Processus de Berlin : la Serbie refuse de signer les accords de dialogue avec le Kosovo

Lors d’un sommet organisé à Tirana, la Serbie aurait refusé de signer des accords facilités par l’UE pour la normalisation des relations avec le Kosovo, selon le Premier ministre kosovar.

Euractiv.com
Berlin Process – Leaders’ Summit in Tirana
De gauche à droite : le secrétaire d’État britannique aux Affaires étrangères James Cleverly, la présidente hongroise Katalin Novak, le président du Conseil européen Charles Michel, le Premier ministre grec Kyriakos Mitsotakis, le chancelier allemand Olaf Scholz, le Premier ministre néerlandais Mark Rutte et le Premier ministre albanais Edi Rama, la présidente de la Commission européenne Ursula von der Leyen, le Premier ministre croate Andrej Plenkovic, le Premier ministre espagnol Pedro Sánchez et le Premier ministre du Monténégro Dritan Abazovic posent pour une photo lors du Sommet du Processus de Berlin à Tirana, en Albanie, le 16 octobre 2023. [EPA-EFE/MALTON DIBRA]

Lors d’un sommet organisé à Tirana, la Serbie aurait refusé de signer l’accord de base du Processus de Berlin et l’accord d’Ohrid pour la normalisation des relations avec le Kosovo, tous deux facilités par l’Union européenne, selon le Premier ministre kosovar, Albin Kurti.

L’accord et ses annexes ont déjà fait l’objet d’un arrangement verbal dans le cadre d’un dialogue soutenu par l’UE en vue de normaliser les relations entre les deux pays. Le président serbe Aleksandar Vučić a toutefois refusé de signer ces accords, en dépit de la volonté du Kosovo.

Le président serbe était en voyage en Chine et n’a donc pas pu être présent lors du sommet. Le pays était représenté par la Première ministre Ana Brnabić.

S’adressant à la presse en fin de journée, M. Kurti a rappelé que l’accord avec la Serbie, daté du 27 février et « basé sur la reconnaissance mutuelle », devait à présent être « mis en œuvre ».

« Aujourd’hui même, j’ai demandé au Premier ministre serbe de signer l’accord de base et l’annexe d’Ohrid. Je suis pour leur mise en œuvre » a-t-il déclaré, soulignant que « le président [Aleksandar] Vučić est en Chine pour rencontrer les grandes puissances de l’Est » et que l’accord « ne l’intéresse toujours pas ».

La reconnaissance du Kosovo, une ligne rouge pour la Serbie

La Serbie a toujours affirmé qu’elle soutenait le processus de dialogue et qu’elle était prête à y prendre part, insistant sur la mise en œuvre de divers accords, tels que l’accord sur l’Association serbe du Kosovo.

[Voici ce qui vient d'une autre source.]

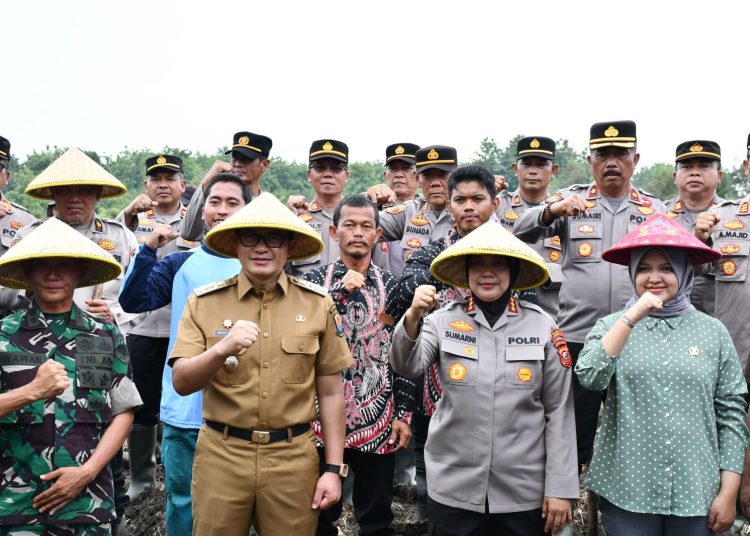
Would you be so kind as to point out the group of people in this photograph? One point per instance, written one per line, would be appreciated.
(280, 344)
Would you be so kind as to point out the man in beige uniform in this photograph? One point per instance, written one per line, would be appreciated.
(263, 346)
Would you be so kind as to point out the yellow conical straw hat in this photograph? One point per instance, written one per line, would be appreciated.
(54, 239)
(74, 168)
(265, 212)
(490, 239)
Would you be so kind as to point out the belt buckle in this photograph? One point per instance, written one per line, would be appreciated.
(261, 437)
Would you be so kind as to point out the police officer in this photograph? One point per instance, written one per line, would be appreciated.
(250, 159)
(67, 397)
(589, 218)
(263, 346)
(697, 175)
(507, 398)
(12, 216)
(155, 218)
(535, 167)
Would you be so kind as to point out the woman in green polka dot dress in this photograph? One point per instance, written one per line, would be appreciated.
(668, 457)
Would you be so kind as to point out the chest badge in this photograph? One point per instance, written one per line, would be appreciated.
(457, 372)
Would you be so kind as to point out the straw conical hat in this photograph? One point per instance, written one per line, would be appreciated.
(490, 239)
(54, 239)
(265, 212)
(74, 168)
(660, 230)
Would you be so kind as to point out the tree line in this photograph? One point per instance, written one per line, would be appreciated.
(284, 178)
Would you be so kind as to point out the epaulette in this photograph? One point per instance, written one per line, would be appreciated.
(216, 285)
(317, 289)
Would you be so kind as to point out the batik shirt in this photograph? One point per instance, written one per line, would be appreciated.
(374, 396)
(65, 430)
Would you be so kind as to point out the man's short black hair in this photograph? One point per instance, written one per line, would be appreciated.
(472, 174)
(355, 201)
(229, 177)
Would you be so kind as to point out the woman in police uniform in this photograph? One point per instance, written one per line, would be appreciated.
(501, 452)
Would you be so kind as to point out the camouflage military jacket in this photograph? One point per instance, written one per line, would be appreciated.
(62, 431)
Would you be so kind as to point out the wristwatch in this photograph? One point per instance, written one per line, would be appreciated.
(341, 470)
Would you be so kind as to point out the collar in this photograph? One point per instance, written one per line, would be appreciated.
(244, 285)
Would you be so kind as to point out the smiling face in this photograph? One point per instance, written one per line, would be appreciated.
(489, 276)
(655, 275)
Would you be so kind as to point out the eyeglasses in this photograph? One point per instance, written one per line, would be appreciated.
(320, 167)
(273, 240)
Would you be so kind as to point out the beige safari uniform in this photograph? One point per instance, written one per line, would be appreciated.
(414, 225)
(120, 242)
(236, 482)
(593, 288)
(512, 205)
(156, 323)
(731, 237)
(703, 295)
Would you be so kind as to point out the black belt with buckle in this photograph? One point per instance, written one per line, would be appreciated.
(259, 436)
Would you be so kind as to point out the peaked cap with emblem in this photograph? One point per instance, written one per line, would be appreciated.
(53, 239)
(612, 134)
(660, 230)
(329, 148)
(490, 238)
(4, 148)
(74, 168)
(709, 150)
(437, 157)
(251, 145)
(163, 162)
(406, 152)
(538, 146)
(265, 212)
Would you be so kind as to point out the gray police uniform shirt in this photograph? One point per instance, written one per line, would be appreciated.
(156, 323)
(116, 240)
(505, 427)
(703, 295)
(411, 226)
(320, 220)
(512, 206)
(731, 237)
(593, 287)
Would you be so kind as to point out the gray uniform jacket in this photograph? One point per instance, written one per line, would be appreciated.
(412, 225)
(156, 323)
(512, 205)
(731, 237)
(593, 288)
(120, 242)
(504, 429)
(703, 295)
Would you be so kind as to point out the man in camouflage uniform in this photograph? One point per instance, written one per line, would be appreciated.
(590, 218)
(535, 167)
(67, 397)
(697, 174)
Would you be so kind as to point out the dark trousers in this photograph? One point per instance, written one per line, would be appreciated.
(148, 356)
(445, 520)
(587, 404)
(372, 497)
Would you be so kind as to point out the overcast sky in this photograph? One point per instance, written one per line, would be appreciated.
(145, 74)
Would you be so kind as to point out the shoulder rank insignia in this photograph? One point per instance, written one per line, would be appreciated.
(216, 285)
(317, 289)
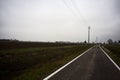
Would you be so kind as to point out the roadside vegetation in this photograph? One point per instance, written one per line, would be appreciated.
(34, 61)
(113, 51)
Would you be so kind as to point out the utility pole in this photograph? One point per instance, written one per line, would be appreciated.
(88, 34)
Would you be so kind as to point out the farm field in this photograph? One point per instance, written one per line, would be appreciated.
(34, 60)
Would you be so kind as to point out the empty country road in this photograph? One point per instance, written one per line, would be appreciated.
(93, 65)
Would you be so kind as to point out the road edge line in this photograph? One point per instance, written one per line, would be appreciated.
(55, 72)
(110, 59)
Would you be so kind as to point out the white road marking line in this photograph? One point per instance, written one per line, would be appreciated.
(110, 59)
(49, 76)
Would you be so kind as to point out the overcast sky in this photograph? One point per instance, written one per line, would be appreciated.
(59, 20)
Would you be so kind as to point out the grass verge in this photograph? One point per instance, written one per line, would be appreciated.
(114, 52)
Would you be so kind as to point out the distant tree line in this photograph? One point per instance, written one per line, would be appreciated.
(8, 40)
(110, 41)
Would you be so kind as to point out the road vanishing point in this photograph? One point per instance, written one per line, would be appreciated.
(93, 64)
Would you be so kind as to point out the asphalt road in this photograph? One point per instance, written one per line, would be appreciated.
(93, 65)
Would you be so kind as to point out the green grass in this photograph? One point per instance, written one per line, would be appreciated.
(36, 63)
(114, 52)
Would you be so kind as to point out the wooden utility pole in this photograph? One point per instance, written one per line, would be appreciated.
(89, 34)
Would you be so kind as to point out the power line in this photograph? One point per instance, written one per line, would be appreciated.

Toutefois, elle refuse depuis onze ans de signer ces accords, car cela ouvrirait la voie à une normalisation plus poussée et à une reconnaissance de facto de la souveraineté du Kosovo.

En outre, sur le peu d’accords signés, très peu ont effectivement été mis en œuvre.

Attentat terroriste

En ce qui concerne les mesures à prendre à l’encontre de la Serbie à la suite de l’attentat terroriste du 24 septembre dans le nord du Kosovo, l’UE a maintenu sa ligne lors du sommet.

Pour rappel, fin septembre, un commando de Serbes du Kosovo a tendu une embuscade à la police kosovare à Banjska, dans le nord du pays, où de nombreux Serbes de souche résident. Au terme des échanges de tirs, un policier kosovar albanais et trois Serbes du Kosovo ont été tués.

Le gouvernement kosovar et les Albanais du Kosovo rejettent la responsabilité des violences sur Belgrade, tandis que cette dernière dément les accusations.

Lors du sommet, la présidente de la Commission européenne, Ursula von der Leyen, a déclaré qu’il était nécessaire de mener une enquête approfondie et que ce n’est qu’ensuite qu’une décision serait prise à l’égard de la Serbie.

Le chancelier allemand Olaf Scholz a ajouté que l’attaque contre la police du Kosovo était inacceptable.

« Nous condamnons l’attaque contre les forces de police du Kosovo. Nous ne l’accepterons pas, et il est clair que les pays de l’UE et l’Allemagne ne peuvent tolérer cela. Nous exigeons des enquêtes approfondies de la part des autorités kosovares et la coopération des autorités serbes dans le cadre de ces enquêtes », a déclaré M. Scholz.